Nachdem wir uns beide beruhigt hatten, antwortete ich und nahm sein Angebot an. Ich konnte es immer noch nicht glauben. Später am Abend, als ich mich entspannte, kam Cynthia vorbei. Ich teilte ihr die guten Nachrichten mit und sie war glücklich.

„Danke, Cynthia. Wenn es dich nicht gäbe, wäre ich nicht hier. Ich meine, als du mich gefunden hast, war ich...“

„Nein, du bist hier, weil du einen Zweck hast. Ich möchte, dass du etwas für mich tust, McKenzie“, sagte sie zögernd.
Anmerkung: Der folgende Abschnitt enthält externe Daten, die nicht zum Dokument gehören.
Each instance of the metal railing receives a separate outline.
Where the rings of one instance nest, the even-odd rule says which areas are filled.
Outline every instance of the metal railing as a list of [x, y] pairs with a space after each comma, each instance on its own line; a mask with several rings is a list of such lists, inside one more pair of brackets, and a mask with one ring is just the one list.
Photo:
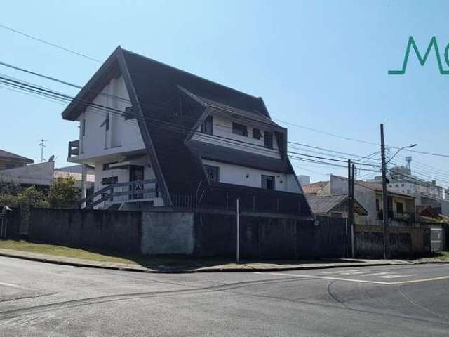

„Alles, Cynthia. Es gibt nichts, was du von mir verlangen könntest, das ich nicht tun würde. Alles, was ich bin, verdanke ich dir“, sagte ich und hielt ihre Hände.

„Ich habe dir von meinem Enkel Darius erzählt. Er ist 27 und ehrlich gesagt, wenn ich es ihm überlasse, wird er nie eine Frau in seinem Leben haben. Von außen mag er kalt und schwer zugänglich wirken, aber er ist ein freundlicher junger Mann. Ich habe bereits mit ihm gesprochen und er hat meine Entscheidung akzeptiert, ebenso wie der Rest der Familie. Ich möchte, dass du ihn heiratest“, sagte sie leise.

Ich war einen Moment lang schockiert, sie war diejenige, die mich hierher gebracht hatte.

„Bist du sicher, Cynthia?“

„Ja, McKenzie, das bin ich. Du bist die Frau für ihn“, sagte sie bestimmt.

„Okay, ich mache es“, sagte ich.

„Danke, Liebes. Du kannst ihn morgen früh treffen und dann gehen wir zum Standesamt und lassen euch heiraten, bis er entscheidet, wann er es allen bekannt gibt“, sagte sie lächelnd.

„Okay.“ Ich wusste nicht, worauf ich mich einließ, aber es konnte nicht schlimmer sein als das, was ich bereits durchgemacht hatte.